Cortez Masto’s avoidance of this year’s contentious primary is also helpful, as her understated record in hunkering down and working on issues is a benefit that is easy to overlook. Other vice presidential front-runners represent uncompetitive states and have made bruising statements about Biden, lack regional strength, and could even cost Democrats a Senate seat, or have records that may be uninspiring or even alienating to many voters. Cortez Masto is one of the few candidates who had relatively few electoral trade-offs; she would have been a steady, representative, and responsible pick, able to elevate the ticket and bring complementary strengths to Biden.

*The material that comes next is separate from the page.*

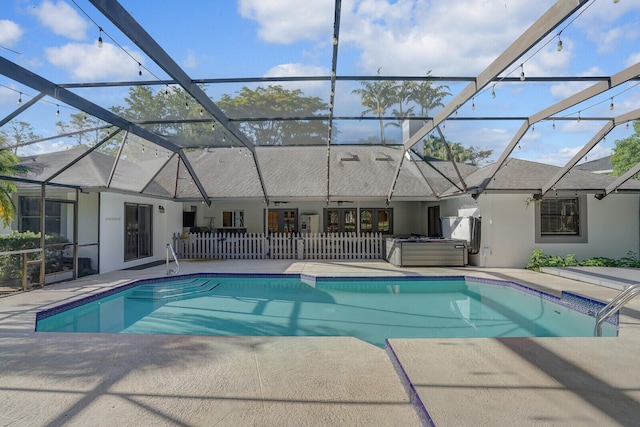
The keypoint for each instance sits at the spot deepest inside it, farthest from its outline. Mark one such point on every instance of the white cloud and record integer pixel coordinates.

Catherine Cortez Masto is also, most importantly, qualified to be president, having served two decades worth of public service at every level of government. Descendants of immigrants, her family became key players in Las Vegas politics, and her father sat on the Clark County Commission and eventually served as the president of the Las Vegas Convention and Visitors Authority, markedly improving the Las Vegas strip. Her exposure to prominent Nevada Democratic politics and politicians inspired her to pursue public service herself. She served as Chief of Staff to Nevada Governor Bob Miller, as Assistant County Manager in Clark County and as a federal criminal prosecutor in the U.S. Attorney’s Office in DC before serving as Attorney General for the State of Nevada. This range of hands on, managerial, operational, and now legislative roles at both the larger federal level and in the intimate politics of a smaller state like Nevada showcase a background, wide-ranging expertise, and adaptability that the vice presidency and the presidency require. Her tact and resolve during congressional hearings demonstrate a seriousness and insight on the issues that rivals more visible colleagues like Elizabeth Warren, while appealing to a wide range of Americans outside of the wonkish niche that Warren embodies.

Her withdrawal from consideration is a shame, because her political, personal, and professional strengths make for a vice presidential pick that would have been both historic and competitive. And while the citizens of Nevada are fortunate to have an advocate for them with the attentiveness and insight that she has, the nation is weaker for her withdrawal from presidential politics.